Bei einer Anfrage "Ich hatte bisher immer eine Luftkühlung und würde gerne mal eine Wakü ausprobieren" ist es meiner Erfahrung nach wenig erfolgsversprechend, eine 250€ Zusammenstellung vorzuschlagen, die auch nur das Nötigste abdeckt:

Warenkorb | Caseking

Ich habe im Sommer 2018 im Quatscher für geschlossene Wasserkühlungen auch günstige 140€ Vorschläge gemacht und im Laufe der Zeit aktualisiert, um Alternativen zu AiO Waküs aufzuzeigen:

https://extreme.pcgameshardware.de/...h-0-antec-h20-coolit-eco-183.html#post9416752

https://extreme.pcgameshardware.de/...h-0-antec-h20-coolit-eco-183.html#post9837484

Ich kann in der 250€ Zusammenstellung die Laing DDC und den AC Glas AGB natürlich auch durch die DCP450 ersetzen und lande damit bei 200€. Nur bin ich inzwischen auch der Meinung, dass ich gleichzeitig dem Wakü Einsteiger auch den Austausch der Dichtung nahelegen muss.

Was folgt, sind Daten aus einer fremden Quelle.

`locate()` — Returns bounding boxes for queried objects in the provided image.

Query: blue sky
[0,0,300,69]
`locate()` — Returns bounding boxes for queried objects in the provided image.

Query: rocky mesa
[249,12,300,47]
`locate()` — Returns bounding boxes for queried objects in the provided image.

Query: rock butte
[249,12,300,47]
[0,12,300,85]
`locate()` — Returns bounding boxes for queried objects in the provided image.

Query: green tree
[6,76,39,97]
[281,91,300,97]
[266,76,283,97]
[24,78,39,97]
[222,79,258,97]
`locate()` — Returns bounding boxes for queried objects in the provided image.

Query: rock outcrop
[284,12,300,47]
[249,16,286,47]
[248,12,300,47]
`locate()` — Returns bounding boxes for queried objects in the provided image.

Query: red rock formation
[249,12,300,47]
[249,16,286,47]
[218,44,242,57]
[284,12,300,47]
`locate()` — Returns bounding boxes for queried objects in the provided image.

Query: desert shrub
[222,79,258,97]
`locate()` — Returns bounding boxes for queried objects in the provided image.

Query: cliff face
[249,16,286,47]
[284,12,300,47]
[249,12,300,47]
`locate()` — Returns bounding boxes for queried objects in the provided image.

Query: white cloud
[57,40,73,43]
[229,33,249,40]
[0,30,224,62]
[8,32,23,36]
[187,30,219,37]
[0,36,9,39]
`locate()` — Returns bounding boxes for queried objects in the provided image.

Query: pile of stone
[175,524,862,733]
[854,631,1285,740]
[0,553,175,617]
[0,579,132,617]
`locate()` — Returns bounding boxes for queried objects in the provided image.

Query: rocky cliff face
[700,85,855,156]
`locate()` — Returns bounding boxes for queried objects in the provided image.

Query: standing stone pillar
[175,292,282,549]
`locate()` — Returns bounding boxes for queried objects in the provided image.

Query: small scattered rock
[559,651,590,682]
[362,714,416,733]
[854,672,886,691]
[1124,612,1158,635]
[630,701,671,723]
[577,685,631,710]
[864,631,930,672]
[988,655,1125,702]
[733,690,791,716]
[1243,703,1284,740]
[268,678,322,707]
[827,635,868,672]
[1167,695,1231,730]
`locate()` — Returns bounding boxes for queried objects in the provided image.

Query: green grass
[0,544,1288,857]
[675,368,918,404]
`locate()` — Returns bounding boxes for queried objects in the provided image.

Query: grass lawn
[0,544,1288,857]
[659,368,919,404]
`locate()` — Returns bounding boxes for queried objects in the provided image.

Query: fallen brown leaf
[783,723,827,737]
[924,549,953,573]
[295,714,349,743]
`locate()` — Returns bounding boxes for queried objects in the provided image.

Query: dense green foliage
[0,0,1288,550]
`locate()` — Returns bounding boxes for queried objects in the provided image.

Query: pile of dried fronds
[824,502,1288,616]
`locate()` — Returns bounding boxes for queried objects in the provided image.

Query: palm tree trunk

IR Dichtungstechnik - O-Ring 63,22 x 1,78 mm BS037 EPDM 70 +/- 5 Shore A schwarz/black

Seit die DCP450 zum Jahreswechsel 2014/15 im Luxx ausgiebig durchgenudelt wurde, ...

Magicool DCP450: kleine Pumpe mit AGB

https://www.hardwareluxx.de/communi...ine-pumpe-mit-agb-1057466-2.html#post23170534

https://www.hardwareluxx.de/communi...ine-pumpe-mit-agb-1057466-3.html#post23183007

https://www.hardwareluxx.de/communi...ine-pumpe-mit-agb-1057466-3.html#post23183160

https://www.hardwareluxx.de/communi...ine-pumpe-mit-agb-1057466-3.html#post23183641

... gibt es bis heute, selbst in der aktuellen dritten Version V3, immer wieder Fälle von Lecks zwischen Röhre und der Basis: https://www.hardwareluxx.de/communi...ne-pumpe-mit-agb-1057466-44.html#post27080869

Einem Neuling also zu empfehlen, das Siegel zwischen Röhre und der Basis zu brechen, um die Röhre abzuschrauben und den Dichtungsring auszutauschen führt dann auch eher zu "Dann hole ich mir halt eine Corsair xyz mit 360/280mm Radiator für 150€, ist mir alles zu kompliziert".
Das kann für mich als Custom Wakü-Liebhaber bei Beratungen aber auch nicht der Anspruch sein.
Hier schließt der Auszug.